I'd love to visit Europe someday, but my list of places to visit start in much more remote locations. Seeing as I live in Canada, I don't actually need to leave the country for the most part. I'd rather die to a grizzly bear than some religiously fulled fanatics.
I tend to rant.
Out of the 4 people who bashed my head in for my out-of-line comment, yours was the most insightful. Thank you.
I might actually look into it, but for the record, my comment was 100% written with about 2 minutes of research time and rantMode set to true.
I tend to rant.
You'd be happy to learn that the risk of dying by grizzly in Canada is about as high as the risk of dying from a terrorist attack in Europe.
I live in the GTA and will fly with the whole family to Germany in the summer.
Not when they enter it, but after a while they have learned a number of Italian words. http://www.musictheory.org.uk/...

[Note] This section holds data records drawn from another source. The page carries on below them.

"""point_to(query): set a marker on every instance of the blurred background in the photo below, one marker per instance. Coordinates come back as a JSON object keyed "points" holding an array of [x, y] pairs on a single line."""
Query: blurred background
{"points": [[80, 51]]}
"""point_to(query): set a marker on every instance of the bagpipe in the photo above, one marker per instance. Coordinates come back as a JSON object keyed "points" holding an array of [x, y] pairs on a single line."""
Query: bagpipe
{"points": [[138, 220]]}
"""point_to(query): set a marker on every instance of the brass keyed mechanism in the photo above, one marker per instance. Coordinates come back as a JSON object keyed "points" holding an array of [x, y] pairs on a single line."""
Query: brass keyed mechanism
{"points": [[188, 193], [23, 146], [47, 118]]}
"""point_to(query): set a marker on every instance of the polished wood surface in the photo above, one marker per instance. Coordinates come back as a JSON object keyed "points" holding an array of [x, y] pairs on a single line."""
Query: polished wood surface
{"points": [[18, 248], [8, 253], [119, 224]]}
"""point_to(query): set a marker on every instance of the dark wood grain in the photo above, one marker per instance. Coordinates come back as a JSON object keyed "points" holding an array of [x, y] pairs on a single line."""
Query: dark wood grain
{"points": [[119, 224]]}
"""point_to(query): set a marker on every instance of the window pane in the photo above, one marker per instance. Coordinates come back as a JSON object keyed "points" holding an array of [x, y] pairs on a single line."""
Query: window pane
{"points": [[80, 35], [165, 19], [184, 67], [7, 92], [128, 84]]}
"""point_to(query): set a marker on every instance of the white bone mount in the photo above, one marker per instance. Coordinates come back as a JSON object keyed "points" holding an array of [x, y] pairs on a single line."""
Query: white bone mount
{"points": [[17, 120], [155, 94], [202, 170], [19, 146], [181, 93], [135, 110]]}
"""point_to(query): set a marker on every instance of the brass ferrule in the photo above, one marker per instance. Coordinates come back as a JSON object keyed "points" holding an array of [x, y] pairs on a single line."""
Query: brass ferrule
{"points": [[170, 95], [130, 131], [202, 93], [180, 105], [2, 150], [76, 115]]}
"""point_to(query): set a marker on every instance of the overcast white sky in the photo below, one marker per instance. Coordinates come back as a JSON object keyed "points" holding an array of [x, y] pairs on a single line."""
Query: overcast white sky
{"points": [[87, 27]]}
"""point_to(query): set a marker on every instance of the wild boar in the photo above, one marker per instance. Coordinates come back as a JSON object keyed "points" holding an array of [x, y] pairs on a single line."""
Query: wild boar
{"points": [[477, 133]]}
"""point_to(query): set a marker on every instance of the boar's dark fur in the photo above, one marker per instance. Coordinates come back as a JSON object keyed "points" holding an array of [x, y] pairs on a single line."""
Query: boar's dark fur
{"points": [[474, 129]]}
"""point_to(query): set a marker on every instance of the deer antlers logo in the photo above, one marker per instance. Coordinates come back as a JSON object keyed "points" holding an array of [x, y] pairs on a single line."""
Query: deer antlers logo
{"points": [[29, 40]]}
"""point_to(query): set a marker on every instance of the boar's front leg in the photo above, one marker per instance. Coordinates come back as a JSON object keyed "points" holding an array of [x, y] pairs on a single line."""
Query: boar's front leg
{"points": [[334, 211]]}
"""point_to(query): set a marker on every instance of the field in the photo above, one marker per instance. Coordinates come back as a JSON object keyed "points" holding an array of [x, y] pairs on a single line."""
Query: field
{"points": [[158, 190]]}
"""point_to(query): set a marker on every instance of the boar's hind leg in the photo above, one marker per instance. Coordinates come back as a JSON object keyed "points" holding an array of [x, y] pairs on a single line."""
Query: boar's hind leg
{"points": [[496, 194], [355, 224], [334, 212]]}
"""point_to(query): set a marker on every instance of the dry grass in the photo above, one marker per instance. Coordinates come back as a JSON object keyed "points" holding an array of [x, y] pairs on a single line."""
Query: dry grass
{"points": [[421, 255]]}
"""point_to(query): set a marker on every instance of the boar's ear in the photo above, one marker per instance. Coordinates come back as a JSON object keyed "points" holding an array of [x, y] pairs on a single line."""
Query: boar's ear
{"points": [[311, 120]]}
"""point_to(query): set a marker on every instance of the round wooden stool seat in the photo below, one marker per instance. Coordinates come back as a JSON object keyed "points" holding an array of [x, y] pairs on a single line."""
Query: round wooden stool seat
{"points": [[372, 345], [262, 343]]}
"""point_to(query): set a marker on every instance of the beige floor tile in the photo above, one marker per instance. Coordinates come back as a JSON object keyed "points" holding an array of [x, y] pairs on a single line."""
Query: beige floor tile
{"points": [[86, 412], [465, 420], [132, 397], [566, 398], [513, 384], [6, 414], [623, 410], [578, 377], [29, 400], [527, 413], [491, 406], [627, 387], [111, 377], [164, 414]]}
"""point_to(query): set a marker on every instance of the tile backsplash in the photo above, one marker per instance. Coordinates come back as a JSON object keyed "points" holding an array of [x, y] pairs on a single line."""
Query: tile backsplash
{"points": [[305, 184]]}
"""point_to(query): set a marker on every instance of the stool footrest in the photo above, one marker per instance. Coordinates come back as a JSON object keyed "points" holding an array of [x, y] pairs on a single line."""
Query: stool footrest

I don't think you understood my point.
Generally, I enjoy seclusion from the population.
I tend to rant.
Oh right, didn't read this properly. No much to worry about in European remote places (no bears anyhow, but wolfs are making a comeback).
Sarcasm?
"First they came for the slanderers and i said nothing."
Je ne comprends pas
You said English is "not the most important." But then you gave reasons that seem to support that English is the most important.
"First they came for the slanderers and i said nothing."
Timing and context is everything.
English wasn't important for the duration of the one speech that Junker directed at the population of France. As the French election is over, and as it's the most widely spoken language in Europe, it's important again.
got it
"First they came for the slanderers and i said nothing."